Ten years later, on New Year’s Eve Scooby was snuggled in his crib under blankets, monkeys and frogs, and Joe and I were watching a Burn Notice marathon on tv under dimmed lights. We started this morning off right with bacon and now we watch the Today Show as we wait for the groggies to melt away.

The passage of time didn’t bring this transformation of places and faces, but it was thousands of small and big decisions. Thousands of conversations filled with laughter, processing life, and even tears. It was thousands of miles driven between Raleigh and the places that were once and will probably always be home. It was the losses, the victories, the mistakes, the grace and forgiveness, the love, the humor, the stories we shared that bring us to where we are now, in the shape we are now.

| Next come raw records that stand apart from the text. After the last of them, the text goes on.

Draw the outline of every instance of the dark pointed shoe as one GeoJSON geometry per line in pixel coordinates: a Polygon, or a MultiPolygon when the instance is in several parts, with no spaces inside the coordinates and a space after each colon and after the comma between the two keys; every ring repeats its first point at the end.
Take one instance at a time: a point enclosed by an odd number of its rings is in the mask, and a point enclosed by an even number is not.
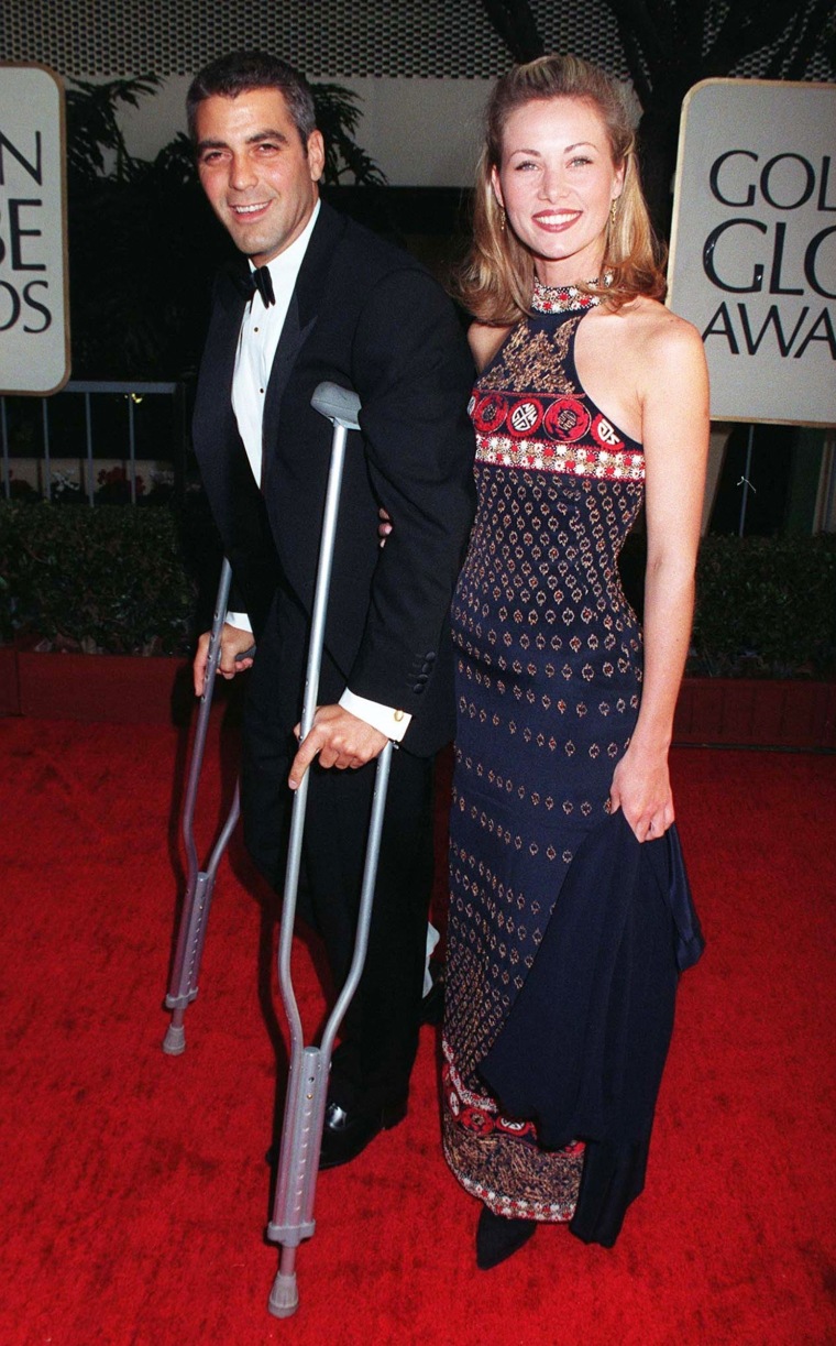
{"type": "Polygon", "coordinates": [[[330,1102],[326,1108],[322,1131],[320,1168],[338,1168],[357,1159],[366,1145],[381,1131],[390,1131],[407,1116],[407,1100],[388,1104],[377,1112],[346,1112],[339,1104],[330,1102]]]}
{"type": "Polygon", "coordinates": [[[494,1215],[493,1210],[483,1206],[477,1225],[477,1267],[479,1271],[498,1267],[536,1233],[537,1221],[506,1219],[505,1215],[494,1215]]]}
{"type": "Polygon", "coordinates": [[[419,1010],[419,1023],[429,1023],[438,1027],[444,1019],[444,969],[433,977],[432,987],[421,1000],[419,1010]]]}

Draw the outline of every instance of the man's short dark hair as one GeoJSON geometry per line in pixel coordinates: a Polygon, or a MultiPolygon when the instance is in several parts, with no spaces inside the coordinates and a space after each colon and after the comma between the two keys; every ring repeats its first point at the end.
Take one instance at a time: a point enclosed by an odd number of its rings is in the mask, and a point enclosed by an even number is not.
{"type": "Polygon", "coordinates": [[[288,112],[307,149],[311,132],[316,129],[314,94],[311,86],[287,61],[279,61],[267,51],[230,51],[219,57],[194,77],[186,94],[186,116],[188,135],[195,140],[198,106],[205,98],[221,96],[237,98],[240,93],[253,89],[277,89],[287,102],[288,112]]]}

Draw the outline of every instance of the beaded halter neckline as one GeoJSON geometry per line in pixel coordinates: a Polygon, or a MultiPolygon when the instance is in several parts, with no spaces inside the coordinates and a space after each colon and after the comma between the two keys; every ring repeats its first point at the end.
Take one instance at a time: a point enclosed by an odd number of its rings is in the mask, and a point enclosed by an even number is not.
{"type": "MultiPolygon", "coordinates": [[[[596,285],[598,281],[590,280],[587,284],[596,285]]],[[[583,314],[587,308],[596,308],[599,303],[599,295],[584,295],[576,285],[544,285],[534,276],[532,308],[537,314],[583,314]]]]}

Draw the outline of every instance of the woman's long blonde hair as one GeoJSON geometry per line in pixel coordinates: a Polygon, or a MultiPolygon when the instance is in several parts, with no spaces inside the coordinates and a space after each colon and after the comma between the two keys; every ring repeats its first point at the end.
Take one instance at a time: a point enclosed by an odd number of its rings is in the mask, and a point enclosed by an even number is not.
{"type": "Polygon", "coordinates": [[[534,262],[530,252],[505,227],[505,211],[491,186],[491,171],[502,163],[502,133],[512,112],[549,98],[584,98],[600,116],[613,163],[625,166],[622,194],[604,238],[602,277],[606,287],[579,284],[600,295],[608,308],[621,308],[637,295],[665,293],[662,249],[658,246],[638,179],[635,141],[622,86],[579,57],[540,57],[514,66],[495,85],[485,114],[485,147],[477,168],[473,246],[458,279],[458,297],[479,322],[516,323],[530,312],[534,262]]]}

One of my fears has always been that time would pass and all I would be able to see was the starting and ending points – that I would forget the moments in the middle. And not just the events of those moments, but the emotions of those moments. This is one reason I write – to remember. Happy New Year, friends. As you reflect on the passage of time and maybe even celebrate fresh starts, appreciate the thousands of moments that have brought you to this point in time.

One Comment

  • Anonymous

    Paige, once again you a have remarkable insight into life. You brought back a lot of memories and I am blessed that yare are part of those memories.